The Quantile-Quantile Plot June 6, 2008Posted by gordonwatts in statistics.
We often need to compare two histograms for similarity – we are curious to know if the two histograms are from the same source. Perhaps the most common time this occurs for us is comparing our Monte Carlo based background model to actual data. If we didn’t get the background model right we can’t go on and look for any signal!
We often have 100′s if not in the low 1000′s of these plots to compare. And we can’t really do it by eye – that introduces a human bias. So usually we resort to various statistical methods to compare them. The most common that I’m aware of is the so-called “K-S” test (Kolmogorov-Smirnov test). This produces a single number, and the nice thing is you can sort on that number and look at the worst cases and use those to guide you finding something incorrect.
Recently, on an internal discussion list, someone proposed the so-called “q-q” plot, sort for quantile-quantile plot. The plot attached to this blog-posting is an example. There are two batches of data, #1 along the vertical axis, and #2 along the horizontal access. Lets say that in sample 2, that 20% of the data is below 475, but in sample #1 20% of the data is below 550. Now do that for every % fraction (“quantile”). You can do this at all “%”‘s to make a plot as above. If the two samples were similar you might expect the point to fall along the 45 degree line (or on both sides of it due to statistical fluctuations).

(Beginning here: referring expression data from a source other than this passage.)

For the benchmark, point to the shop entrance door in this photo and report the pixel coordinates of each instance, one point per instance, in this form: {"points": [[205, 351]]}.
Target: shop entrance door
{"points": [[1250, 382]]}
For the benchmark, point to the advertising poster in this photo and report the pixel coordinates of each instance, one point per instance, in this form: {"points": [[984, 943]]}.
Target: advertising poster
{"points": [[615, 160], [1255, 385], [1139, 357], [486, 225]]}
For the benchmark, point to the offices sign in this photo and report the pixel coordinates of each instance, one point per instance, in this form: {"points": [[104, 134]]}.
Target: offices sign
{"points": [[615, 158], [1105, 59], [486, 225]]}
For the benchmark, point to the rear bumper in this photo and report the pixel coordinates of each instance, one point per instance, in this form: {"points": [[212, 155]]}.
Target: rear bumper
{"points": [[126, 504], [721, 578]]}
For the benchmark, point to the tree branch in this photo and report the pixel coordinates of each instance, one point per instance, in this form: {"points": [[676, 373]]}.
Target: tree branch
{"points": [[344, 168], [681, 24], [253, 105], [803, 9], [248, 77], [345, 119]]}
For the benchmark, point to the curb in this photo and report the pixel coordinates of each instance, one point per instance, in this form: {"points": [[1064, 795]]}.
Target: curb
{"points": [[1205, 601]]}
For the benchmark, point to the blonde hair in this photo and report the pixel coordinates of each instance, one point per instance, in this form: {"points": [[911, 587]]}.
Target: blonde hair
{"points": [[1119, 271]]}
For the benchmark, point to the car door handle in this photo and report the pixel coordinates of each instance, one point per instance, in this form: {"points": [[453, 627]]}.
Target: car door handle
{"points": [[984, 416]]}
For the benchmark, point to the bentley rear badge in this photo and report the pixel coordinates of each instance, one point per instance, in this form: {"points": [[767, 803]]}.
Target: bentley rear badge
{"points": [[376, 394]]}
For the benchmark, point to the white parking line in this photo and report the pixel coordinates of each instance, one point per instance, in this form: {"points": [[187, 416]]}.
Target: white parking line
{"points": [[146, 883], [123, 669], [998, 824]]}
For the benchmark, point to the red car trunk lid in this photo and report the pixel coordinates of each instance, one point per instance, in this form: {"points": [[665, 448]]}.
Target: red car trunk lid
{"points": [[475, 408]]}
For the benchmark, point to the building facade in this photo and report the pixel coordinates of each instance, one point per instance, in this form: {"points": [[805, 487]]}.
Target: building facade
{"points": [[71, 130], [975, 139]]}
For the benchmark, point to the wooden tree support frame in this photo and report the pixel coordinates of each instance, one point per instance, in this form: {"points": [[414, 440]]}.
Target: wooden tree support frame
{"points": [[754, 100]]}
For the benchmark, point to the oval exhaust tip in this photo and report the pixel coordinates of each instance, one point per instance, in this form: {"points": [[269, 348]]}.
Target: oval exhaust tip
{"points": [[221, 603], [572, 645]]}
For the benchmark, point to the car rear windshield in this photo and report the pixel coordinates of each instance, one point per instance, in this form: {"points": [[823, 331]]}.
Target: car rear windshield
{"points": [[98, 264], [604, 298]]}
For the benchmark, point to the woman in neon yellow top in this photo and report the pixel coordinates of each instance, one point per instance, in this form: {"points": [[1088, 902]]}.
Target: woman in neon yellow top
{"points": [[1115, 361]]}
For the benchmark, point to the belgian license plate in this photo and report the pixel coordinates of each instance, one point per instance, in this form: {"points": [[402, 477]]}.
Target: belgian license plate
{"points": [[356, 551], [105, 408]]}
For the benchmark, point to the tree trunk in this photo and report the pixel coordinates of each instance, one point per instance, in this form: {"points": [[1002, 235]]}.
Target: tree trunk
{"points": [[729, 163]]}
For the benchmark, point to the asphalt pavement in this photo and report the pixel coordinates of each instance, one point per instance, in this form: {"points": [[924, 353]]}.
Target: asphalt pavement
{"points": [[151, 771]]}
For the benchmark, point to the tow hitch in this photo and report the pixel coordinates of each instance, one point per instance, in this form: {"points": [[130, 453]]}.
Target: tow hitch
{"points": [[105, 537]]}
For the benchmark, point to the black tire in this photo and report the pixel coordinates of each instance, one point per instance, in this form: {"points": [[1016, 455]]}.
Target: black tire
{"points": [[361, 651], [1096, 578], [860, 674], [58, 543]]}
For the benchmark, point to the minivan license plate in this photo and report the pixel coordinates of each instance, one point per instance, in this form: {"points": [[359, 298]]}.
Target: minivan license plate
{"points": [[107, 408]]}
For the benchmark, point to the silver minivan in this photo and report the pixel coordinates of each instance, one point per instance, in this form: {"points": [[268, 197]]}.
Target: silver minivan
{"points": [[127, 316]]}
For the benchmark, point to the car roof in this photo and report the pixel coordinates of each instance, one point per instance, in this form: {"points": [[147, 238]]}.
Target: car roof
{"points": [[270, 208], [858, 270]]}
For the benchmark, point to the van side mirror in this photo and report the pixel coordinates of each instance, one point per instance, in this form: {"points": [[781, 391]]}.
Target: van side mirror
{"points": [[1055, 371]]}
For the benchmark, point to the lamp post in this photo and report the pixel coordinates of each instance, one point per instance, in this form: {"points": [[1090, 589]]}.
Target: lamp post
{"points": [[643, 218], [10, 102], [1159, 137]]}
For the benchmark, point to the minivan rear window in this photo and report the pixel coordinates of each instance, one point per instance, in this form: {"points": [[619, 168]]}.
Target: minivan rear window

I like this a lot better than a single number – you can tell what went wrong. The only disadvantage is you can’t sort by these plots and then look start by looking for the worst agreement. I wonder if you did something like the sum of the deviation from the 45 degree line if that would order in a way similar to the KS test?
More TFractionFitter March 30, 2008Posted by gordonwatts in physics, statistics.
A very technical post on the performance of TFractionFitter.
Looking at the original Barlow and Beeston paper we found that the approximation breaks down in the case of weighted events. If you want to have some fun, change the initial normalization of the templates that you pass to TFF.
As I mentioned, we used this fit method in some of our current work. For my Friday night entertainment I decided to see if I could test it out a bit.
Constructing a few test cases, and then running them 1000′s of times (ensemble tests) isn’t all that hard (well, see below). Recall TFractionFitter takes several Monte Carlo templates and tries to find components of them in a data histogram. I constructed the templates out of two Gaussians for this test. The data histogram I built was 30% of one of the two Gaussians, and 70% of the other.
In a simple test where I create the data histogram once, with 10,000 entries, and then re-create the template histograms over and over (about 150 times) and perform the fit each time, I found that the fitter got the fractions correct – it correctly identified the 30% and the 70%. Further, as is mentioned in the paper, if I looked at how much it got the fraction incorrect each time, it does indeed look like the errors are underestimated (the exact amount depends on how I arrange the two Gaussians).
To test the weighting as described by Mike, I altered each template’s normalization to be 50% of its initial value, but left the data histogram the same. I got the same result as before. I tried altering the number of entries in one or the other and still the same. So, thankfully, I can’t reproduce this (I was using 5.18 to do this testing).
One thing I discovered — my initial choice of Gaussians had the second Gaussian about 20% off the end of the histogram I was using. The result? TFractionFitter got the answer wrong consistently by about 5%. 5% isn’t that big a deal if you get your errors right — but it didn’t. It was almost always more than one sigma low or high (depending on which fraction you looked at) – a clear bias. The distributions we are using in our work look more like falling exponential – so I’ll have to test that out and see if that shows the same thing. This is another buyer-be-ware comment similar to Mike’s.
I used this weekend project as an excuse to put my money where my mouth is… sort of (meaning I spent time, not money!). I’ve long talked about, on this blog and other places, that if we are to really take advantage of multi-core processors we are going to have to change the way we write code. So for this little project I thought was a perfect excuse to use a new programming language — a functional programming language. I used F#, which is based on ML (OCaml is the current standard implementation of ML). If anyone is interested, I can write some (also technical like this post) posts on what it was like. I used F# instead of OCaml, in part because it has access to all the ROOT libraries due to some other work I’ve done.